After the Star-Tribune published a very good piece that points out that conservatives have changed the argument from "verified abuse at Gitmo" to "Durbin's rhetoric is bad", they were flooded with complaints and cancellations.
It's important to support a paper that has some integrity and actually discusses the fact that we're supposed to do better than abusing prisoners.
Write or call:
Susan Albright salbright@startribune.com 612-673-4777
Eric Ringham eringham@startribune.com 612-673-4392
For the whole piece, follow the link.
Durbin was spot on in his assessment of Guantanamo. That's why he was so roundly attacked. He told the truth.

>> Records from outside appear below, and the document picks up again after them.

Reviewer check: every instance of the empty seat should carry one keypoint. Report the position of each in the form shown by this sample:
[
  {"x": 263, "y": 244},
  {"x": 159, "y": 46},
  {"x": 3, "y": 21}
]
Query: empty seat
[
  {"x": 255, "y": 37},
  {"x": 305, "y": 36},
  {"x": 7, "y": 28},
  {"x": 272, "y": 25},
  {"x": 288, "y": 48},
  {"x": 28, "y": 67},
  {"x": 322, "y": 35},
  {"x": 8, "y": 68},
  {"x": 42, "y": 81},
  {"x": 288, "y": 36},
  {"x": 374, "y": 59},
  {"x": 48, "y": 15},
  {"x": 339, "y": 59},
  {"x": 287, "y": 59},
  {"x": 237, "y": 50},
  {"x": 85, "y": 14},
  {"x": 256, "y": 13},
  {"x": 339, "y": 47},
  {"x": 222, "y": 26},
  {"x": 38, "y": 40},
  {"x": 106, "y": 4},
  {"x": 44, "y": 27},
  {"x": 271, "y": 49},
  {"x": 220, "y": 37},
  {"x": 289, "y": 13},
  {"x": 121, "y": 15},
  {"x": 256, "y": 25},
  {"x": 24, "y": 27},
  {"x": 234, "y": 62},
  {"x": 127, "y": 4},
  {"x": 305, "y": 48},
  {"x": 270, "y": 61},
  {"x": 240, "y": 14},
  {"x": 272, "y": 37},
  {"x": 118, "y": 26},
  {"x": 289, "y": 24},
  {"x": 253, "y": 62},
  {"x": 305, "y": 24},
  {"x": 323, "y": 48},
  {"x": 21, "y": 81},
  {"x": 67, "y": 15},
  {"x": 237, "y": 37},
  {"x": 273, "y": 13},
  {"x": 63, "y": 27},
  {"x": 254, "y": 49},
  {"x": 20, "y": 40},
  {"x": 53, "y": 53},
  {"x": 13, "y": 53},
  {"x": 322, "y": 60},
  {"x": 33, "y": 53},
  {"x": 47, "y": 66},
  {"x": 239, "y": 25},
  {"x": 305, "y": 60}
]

And his message is of vital importance; the United States is better than this.
The issue of whether Durbin's rhetoric crossed a line is small potatoes compared with the undeniable truth that American treatment of its prisoners has crossed many, many lines -- of morality, of international law, of practical benefit.
But instead of discussing what goes on at Guantanamo, Abu Ghraib and other prison camps, the right would prefer to get into a senseless argument about whether "we" are better than the Nazis or Saddam Hussein or the Soviets or Pol Pot or whomever a critic of Guantanamo might raise as a comparison. It's a tactic the group running Washington now has used again and again: They're quite deliberately changing the subject -- from Guantanamo to words spoken on the Senate floor.
It's not too late, as Durbin said of Bush in his speech: The senator should stop apologizing and keep up the criticism of the hellhole America's military has created at Guantanamo. He has no reason to be defensive; he's telling the truth. It's a truth Americans need to hear, and its tellers must resist intimidation.